The vendors say it out loud
Anthropic's own guidance on building tools says, plainly, that "more tools don't always lead to better outcomes," that "too many tools or overlapping tools can also distract agents from pursuing efficient strategies," and that you should "build a few thoughtful tools" instead of wrapping every API endpoint. OpenAI's function-calling guide says to "keep the number of initially available functions small for higher accuracy," and to aim for fewer than twenty at a time.
GitHub trimmed Copilot's default toolset from about forty tools to thirteen and reported a 2 to 5 point gain on coding benchmarks across two different models, plus lower latency. Their line: "Too many tools doesn't always make it smarter. Sometimes it just makes it slower."
Count is the symptom, not the cause
To be clear about the evidence: no clean independent study has isolated tool count by itself. The vendor numbers bundle the count change with other changes, and the academic work tangles it with context length and retrieval. Count is the visible symptom. The cause is how many tools the model sees at the moment it chooses, and whether it can tell them apart.

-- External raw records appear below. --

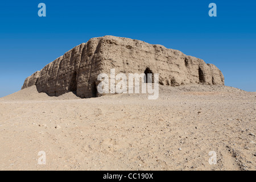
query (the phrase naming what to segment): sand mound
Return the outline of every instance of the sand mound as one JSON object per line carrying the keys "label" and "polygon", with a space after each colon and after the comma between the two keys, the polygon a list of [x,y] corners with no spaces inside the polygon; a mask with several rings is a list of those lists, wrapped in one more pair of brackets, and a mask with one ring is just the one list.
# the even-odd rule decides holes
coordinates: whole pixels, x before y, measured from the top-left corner
{"label": "sand mound", "polygon": [[75,93],[70,92],[59,97],[50,97],[45,93],[39,93],[36,86],[33,85],[17,92],[1,98],[5,100],[73,100],[80,97]]}

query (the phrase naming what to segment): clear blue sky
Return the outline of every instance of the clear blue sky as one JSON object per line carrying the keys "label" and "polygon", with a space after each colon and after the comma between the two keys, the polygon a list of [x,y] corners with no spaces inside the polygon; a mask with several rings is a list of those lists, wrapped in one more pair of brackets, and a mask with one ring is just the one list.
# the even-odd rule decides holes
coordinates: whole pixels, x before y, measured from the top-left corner
{"label": "clear blue sky", "polygon": [[[38,15],[40,2],[46,17]],[[211,2],[217,17],[208,15]],[[226,85],[256,91],[255,1],[5,1],[0,26],[0,97],[75,46],[106,35],[180,50],[215,64]]]}

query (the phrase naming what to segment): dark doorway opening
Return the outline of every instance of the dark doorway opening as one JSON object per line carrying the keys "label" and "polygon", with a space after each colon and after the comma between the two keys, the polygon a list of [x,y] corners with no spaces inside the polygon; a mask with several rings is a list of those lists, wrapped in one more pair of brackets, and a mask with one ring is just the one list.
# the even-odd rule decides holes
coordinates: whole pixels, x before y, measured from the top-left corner
{"label": "dark doorway opening", "polygon": [[202,69],[200,67],[198,69],[198,75],[199,76],[199,81],[200,82],[205,82],[205,78],[204,75],[204,72],[203,72]]}
{"label": "dark doorway opening", "polygon": [[92,97],[97,97],[97,86],[95,81],[92,84]]}
{"label": "dark doorway opening", "polygon": [[77,82],[76,82],[76,72],[73,73],[72,77],[70,81],[69,88],[68,91],[69,92],[76,92],[77,89]]}
{"label": "dark doorway opening", "polygon": [[[148,82],[151,82],[154,83],[154,74],[152,71],[149,68],[146,68],[145,71],[144,72],[144,73],[146,75],[146,78],[144,78],[144,83],[148,83]],[[148,76],[148,73],[151,73],[152,74],[152,78],[150,78],[149,75]],[[152,79],[151,79],[152,78]]]}

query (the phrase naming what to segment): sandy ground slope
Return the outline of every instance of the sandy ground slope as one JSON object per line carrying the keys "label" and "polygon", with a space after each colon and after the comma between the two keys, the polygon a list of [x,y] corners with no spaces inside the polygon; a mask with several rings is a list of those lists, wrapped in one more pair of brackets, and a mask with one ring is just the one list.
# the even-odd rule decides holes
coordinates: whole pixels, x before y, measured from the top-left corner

That is the useful part, because it means you do not have to throw tools away. You can own a thousand and still put a handful in front of the model when it decides. Retrieval does this. So does loading tool definitions on demand instead of all upfront, which in one Anthropic example took a workflow from 150,000 tokens to 2,000. Deleting tools and keeping many but showing few land in the same place. What breaks agents is wiring everything into one context at once, not the marketplace existing.
What to do instead
Three things, roughly in order.
Consolidate. Replace one-tool-per-endpoint with a few that match what the agent is actually trying to do. Block rebuilt its Linear integration from more than thirty tools, one per API call, down to two: run a read query, run a write query. A question that used to take four tool calls now takes one. Vercel went further. The tool became a shell.
Scope per decision. Do not lay every tool on the table at once. Group them by service so the names stop colliding, retrieve the relevant few per task, or load definitions only when they are needed. The system can hold a lot. Each decision should see a little.
Describe before you delete. Often the problem is not the number of tools but that the model cannot tell what they are for. Anthropic reached state of the art on a coding benchmark by refining tool descriptions alone. But it is real work, and it can backfire: one study found that rewriting descriptions lifted success by about six points while adding two-thirds more steps and making one case in six worse. Curation is not free.
Closing
I have argued before that every tool you give an agent is an attack surface. It is also a place the agent can go wrong. Each tool is one more thing it has to understand, choose between, and not misfire. Agentic search beats a library of endpoints for the same reason a shell beats fifteen wrappers: the model does more with a few sharp things it can do than with a wall of options.
When an agent is failing, the next move is usually not another tool.